In der öffentlichen Infobörse der CSU am Freitag vor einer Woche im Kolpingshaus gab es eine intensive, offene und teilweise kontroverse Diskussion über den Vorschlag von Stadträtin Tuchen, prüfen zu lassen, ob private Wachdienste gegen Ruhestörer in den Nächten von Donnerstag bis Samstag eingesetzt werden könnte. Alle waren sich einig, dass man es sehr begrüßte, dass im Gegensatz zu noch vor wenigen Jahren, nun auch wieder ein Nachtleben sich in Deggendorf etabliert habe und nicht nur viele Studentinnen und Studenten der FH Deggendorf, Jugendliche aus dem ganzen Landkeis bis hin zu solchen, die extra aus Straubing in die attraktiven Discos nach Deggendorf kämen. Die Leidtragenden bisweilen sind die Anwohner in der Innenstadt. Mitten in der Nacht würde immer wieder der Lärmpegel am Schlaf hindern. Für diese Problem gab es uneingeschränktes Verständis. Dennoch wurde in der Diskussion deutlich, dass dies nicht einfach mit der Devise „Ruhe und Ordnung“ bekämpft werden könnte. Der Vorschlag von Frau Tuchen fand aus diesem Grund nicht die Zustimmung aller. Insbesondere der JU-Kreisvorsitzende Moser sprach sich dagegen aus. Neben grundsätzlichen Argumenten gegen einen verstärkte Polizeipräsenz und Streifengänge wie sie heute in der Deggendorfer Zeitung auch vom Polizeichef Hilmer vorgebracht wurden, spricht auch noch die Pesonalbesetzung der Polizei und die Problematik, dass bei gleichzeitig anderen Einsätzen die Polizei nicht überall sein könnte. Auch im Sinne der meisten nicht lautstark auftretenden Jugendlichen wäre es, wenn sich dieses Übel abstellen ließe.

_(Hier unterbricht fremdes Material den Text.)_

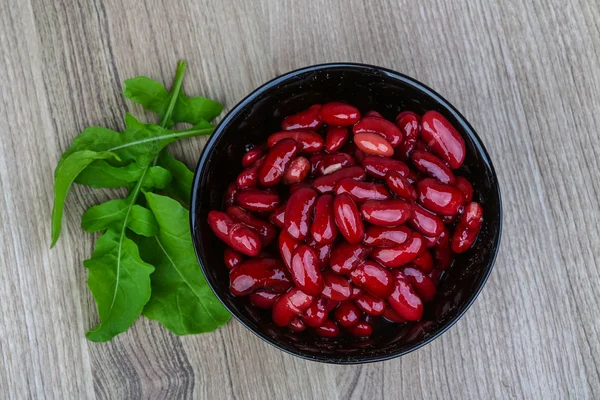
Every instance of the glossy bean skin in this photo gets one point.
(347, 218)
(290, 305)
(387, 213)
(308, 141)
(373, 278)
(362, 191)
(346, 256)
(258, 273)
(439, 198)
(372, 143)
(276, 162)
(298, 212)
(305, 119)
(380, 236)
(339, 114)
(257, 200)
(393, 257)
(443, 139)
(305, 270)
(327, 183)
(467, 228)
(404, 301)
(323, 229)
(336, 138)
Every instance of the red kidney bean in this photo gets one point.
(327, 183)
(465, 186)
(373, 278)
(339, 114)
(380, 126)
(380, 236)
(347, 314)
(323, 228)
(432, 166)
(335, 287)
(336, 138)
(439, 197)
(393, 257)
(236, 235)
(370, 304)
(297, 171)
(348, 219)
(372, 143)
(386, 212)
(362, 191)
(316, 314)
(257, 273)
(443, 139)
(420, 282)
(298, 212)
(425, 222)
(404, 301)
(277, 161)
(263, 298)
(345, 257)
(378, 167)
(290, 305)
(232, 258)
(305, 119)
(467, 228)
(305, 270)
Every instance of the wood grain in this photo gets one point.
(525, 73)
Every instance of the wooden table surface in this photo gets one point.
(526, 74)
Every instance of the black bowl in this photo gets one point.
(368, 88)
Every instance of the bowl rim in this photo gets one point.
(466, 126)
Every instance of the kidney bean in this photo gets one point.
(467, 228)
(256, 273)
(348, 219)
(290, 305)
(298, 212)
(263, 298)
(443, 139)
(339, 114)
(373, 278)
(380, 236)
(420, 282)
(404, 301)
(236, 235)
(465, 186)
(327, 183)
(370, 304)
(347, 314)
(381, 127)
(323, 228)
(346, 256)
(336, 138)
(372, 143)
(305, 119)
(305, 270)
(386, 212)
(362, 191)
(439, 197)
(378, 167)
(335, 287)
(393, 257)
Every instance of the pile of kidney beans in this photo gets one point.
(340, 219)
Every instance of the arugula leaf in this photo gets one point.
(192, 307)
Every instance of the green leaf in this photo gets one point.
(64, 175)
(120, 283)
(181, 298)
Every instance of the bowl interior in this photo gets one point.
(368, 88)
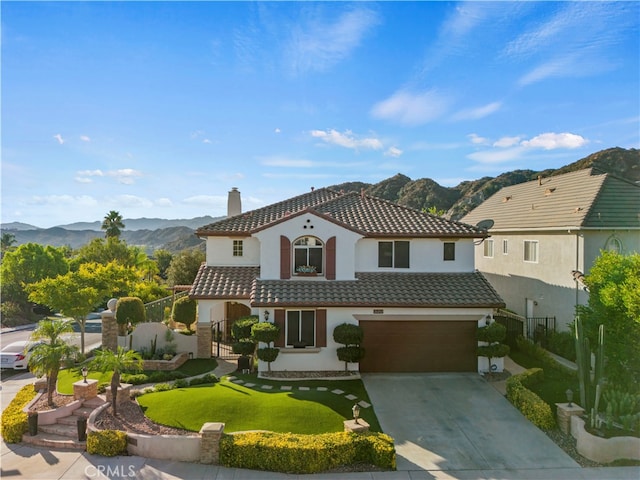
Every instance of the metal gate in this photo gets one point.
(222, 341)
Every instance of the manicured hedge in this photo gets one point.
(531, 405)
(107, 443)
(14, 420)
(295, 453)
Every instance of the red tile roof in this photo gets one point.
(367, 215)
(368, 290)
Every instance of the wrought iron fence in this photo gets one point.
(156, 309)
(514, 325)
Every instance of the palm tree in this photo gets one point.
(112, 224)
(52, 353)
(118, 362)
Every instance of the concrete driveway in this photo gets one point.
(457, 421)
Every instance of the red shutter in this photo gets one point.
(321, 328)
(285, 257)
(279, 321)
(331, 259)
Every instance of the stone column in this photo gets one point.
(564, 414)
(210, 434)
(85, 391)
(109, 331)
(203, 331)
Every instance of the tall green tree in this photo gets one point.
(78, 293)
(117, 362)
(614, 301)
(52, 353)
(112, 224)
(184, 267)
(27, 264)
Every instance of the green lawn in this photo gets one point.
(190, 368)
(552, 389)
(241, 408)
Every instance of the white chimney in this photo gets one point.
(234, 204)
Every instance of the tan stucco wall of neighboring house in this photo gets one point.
(546, 287)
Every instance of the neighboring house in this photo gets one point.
(325, 258)
(546, 233)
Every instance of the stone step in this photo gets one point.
(70, 420)
(53, 441)
(83, 412)
(94, 402)
(60, 429)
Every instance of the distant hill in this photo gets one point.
(145, 223)
(459, 200)
(177, 235)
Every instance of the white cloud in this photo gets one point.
(393, 152)
(411, 108)
(497, 156)
(479, 112)
(133, 201)
(317, 45)
(287, 162)
(476, 139)
(64, 200)
(347, 139)
(506, 142)
(552, 141)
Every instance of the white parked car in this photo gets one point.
(16, 355)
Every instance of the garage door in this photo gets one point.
(419, 346)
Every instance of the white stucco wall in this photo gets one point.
(425, 255)
(220, 251)
(307, 225)
(326, 358)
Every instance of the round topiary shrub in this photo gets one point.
(184, 311)
(129, 310)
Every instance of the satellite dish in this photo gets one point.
(485, 224)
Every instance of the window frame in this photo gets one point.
(488, 245)
(449, 255)
(535, 251)
(238, 248)
(398, 258)
(301, 314)
(318, 245)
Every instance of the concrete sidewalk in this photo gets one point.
(23, 462)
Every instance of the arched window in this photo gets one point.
(614, 244)
(308, 255)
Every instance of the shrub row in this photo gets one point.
(107, 443)
(295, 453)
(531, 405)
(539, 353)
(14, 419)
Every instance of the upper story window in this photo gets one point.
(393, 254)
(301, 328)
(237, 248)
(531, 251)
(488, 248)
(308, 255)
(614, 244)
(449, 252)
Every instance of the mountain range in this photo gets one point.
(424, 193)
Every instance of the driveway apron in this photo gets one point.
(457, 421)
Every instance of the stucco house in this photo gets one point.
(325, 258)
(545, 233)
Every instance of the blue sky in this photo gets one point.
(157, 109)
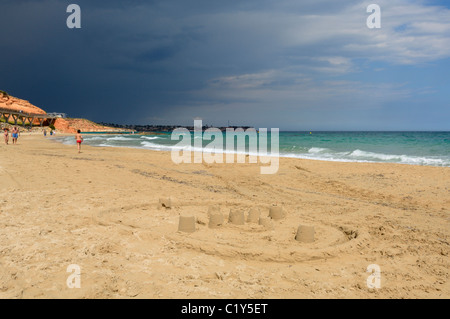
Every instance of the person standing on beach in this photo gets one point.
(79, 139)
(15, 134)
(6, 135)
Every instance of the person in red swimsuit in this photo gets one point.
(79, 139)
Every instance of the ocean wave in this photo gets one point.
(315, 150)
(150, 137)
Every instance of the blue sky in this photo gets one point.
(296, 65)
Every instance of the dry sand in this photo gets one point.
(100, 210)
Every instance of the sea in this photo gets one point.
(413, 148)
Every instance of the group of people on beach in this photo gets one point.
(14, 135)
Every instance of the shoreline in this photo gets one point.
(100, 209)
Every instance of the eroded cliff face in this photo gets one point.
(16, 104)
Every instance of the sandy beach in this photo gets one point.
(100, 210)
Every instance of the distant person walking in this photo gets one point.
(79, 139)
(15, 134)
(6, 135)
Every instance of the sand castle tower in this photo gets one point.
(253, 215)
(276, 212)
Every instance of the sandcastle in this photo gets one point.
(276, 213)
(266, 222)
(186, 224)
(305, 234)
(236, 217)
(216, 220)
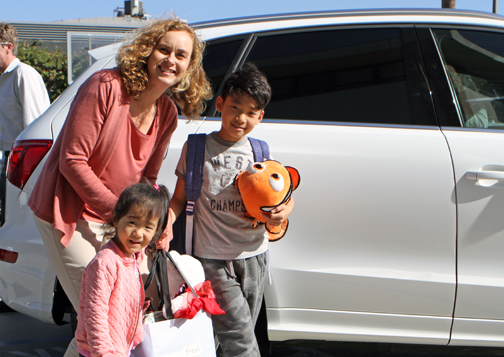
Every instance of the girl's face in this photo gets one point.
(134, 231)
(170, 58)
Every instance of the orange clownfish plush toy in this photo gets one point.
(264, 186)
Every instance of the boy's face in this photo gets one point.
(240, 114)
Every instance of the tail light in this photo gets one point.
(24, 158)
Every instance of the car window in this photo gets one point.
(217, 58)
(474, 63)
(351, 75)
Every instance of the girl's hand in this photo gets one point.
(278, 214)
(167, 235)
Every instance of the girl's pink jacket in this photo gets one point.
(111, 304)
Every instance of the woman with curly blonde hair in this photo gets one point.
(116, 134)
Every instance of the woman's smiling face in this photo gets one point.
(170, 58)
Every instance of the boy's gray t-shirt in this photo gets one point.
(221, 230)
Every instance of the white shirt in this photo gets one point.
(23, 98)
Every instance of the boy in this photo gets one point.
(232, 252)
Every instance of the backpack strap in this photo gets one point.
(194, 176)
(260, 149)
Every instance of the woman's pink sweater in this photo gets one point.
(111, 303)
(71, 175)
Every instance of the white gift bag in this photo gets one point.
(175, 337)
(178, 338)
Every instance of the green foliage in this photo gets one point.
(52, 66)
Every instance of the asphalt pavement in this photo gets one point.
(23, 336)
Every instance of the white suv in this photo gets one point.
(395, 122)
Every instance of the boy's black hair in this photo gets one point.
(154, 200)
(248, 80)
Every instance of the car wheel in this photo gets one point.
(4, 307)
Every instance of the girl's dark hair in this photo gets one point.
(153, 200)
(248, 80)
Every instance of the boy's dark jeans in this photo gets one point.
(240, 297)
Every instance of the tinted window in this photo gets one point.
(474, 62)
(339, 75)
(217, 59)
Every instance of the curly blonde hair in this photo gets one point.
(191, 92)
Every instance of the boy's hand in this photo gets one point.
(278, 214)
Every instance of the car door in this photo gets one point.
(370, 251)
(473, 62)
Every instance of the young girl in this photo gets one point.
(112, 296)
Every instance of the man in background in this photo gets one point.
(23, 97)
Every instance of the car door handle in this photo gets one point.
(484, 175)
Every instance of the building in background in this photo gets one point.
(76, 37)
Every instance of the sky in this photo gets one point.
(206, 10)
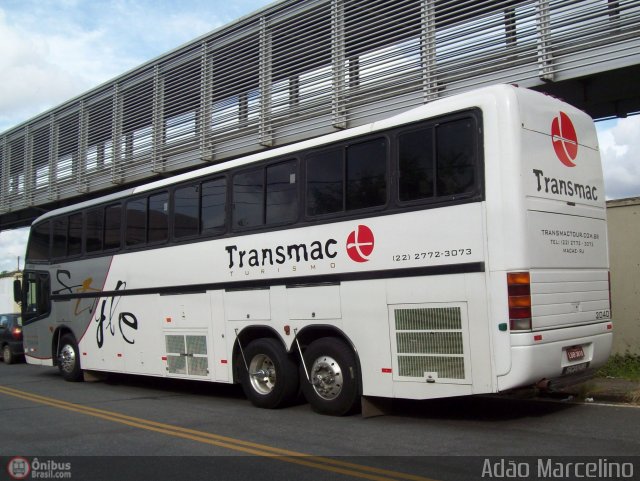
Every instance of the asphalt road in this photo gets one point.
(130, 427)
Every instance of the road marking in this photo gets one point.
(248, 447)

Ich selbst habe volles Verständnis für die Anwohner geäußert, aber auch darauf hingewiesen, dass es in anderen Stadtteilen, die nicht die vielen Vorteile der Innenstadt (kurze Wege, attraktives Geschäfts- und Restaurantangebot, Begegnungsmöglichkeiten etc.) hätten, es durchaus rund um die Uhr ruhig sei. Man müsse also immer auch fairerweise Vorteile und Nachteile gleichzeitig betrachten. Dies fand breite Zustimmung, insbesondere auch vom CSU-Fraktionschef Zacher. Von anderer Seite wurde ergänzt, dass überdies bei der attraktiven Neugestaltung der Sraßen der Innenstadt von den Hausbesitzern keine Kostenbeteiligungen verlangt worden waren. Mein Vorschlag war dann noch, ob man nicht wenigstens prüfen könnte, ob seitens der Polizei beispielsweise einmal 4 Wochen lang intensiv kontrolliert werden könne, so dass hier ein gewisser Lerneffekt bei den betroffenen Verursachern des Lärms bereits mit einer solchen Maßnahme erzielt werden könnte.

Resumee: Offene, auch bisweilen kontroverse Diskussionen sind dringend nötig um verschiedene Aspekte und sich widersprechende Ziele zu beleuchten und dann nicht auf der Hand liegenden Lösungsideen zu entwickeln. Schade nur, dass bei diesem öffentlichen Infogespräch nur CSU-Stadträte und CSU-Stadtratskandidaten dabei waren.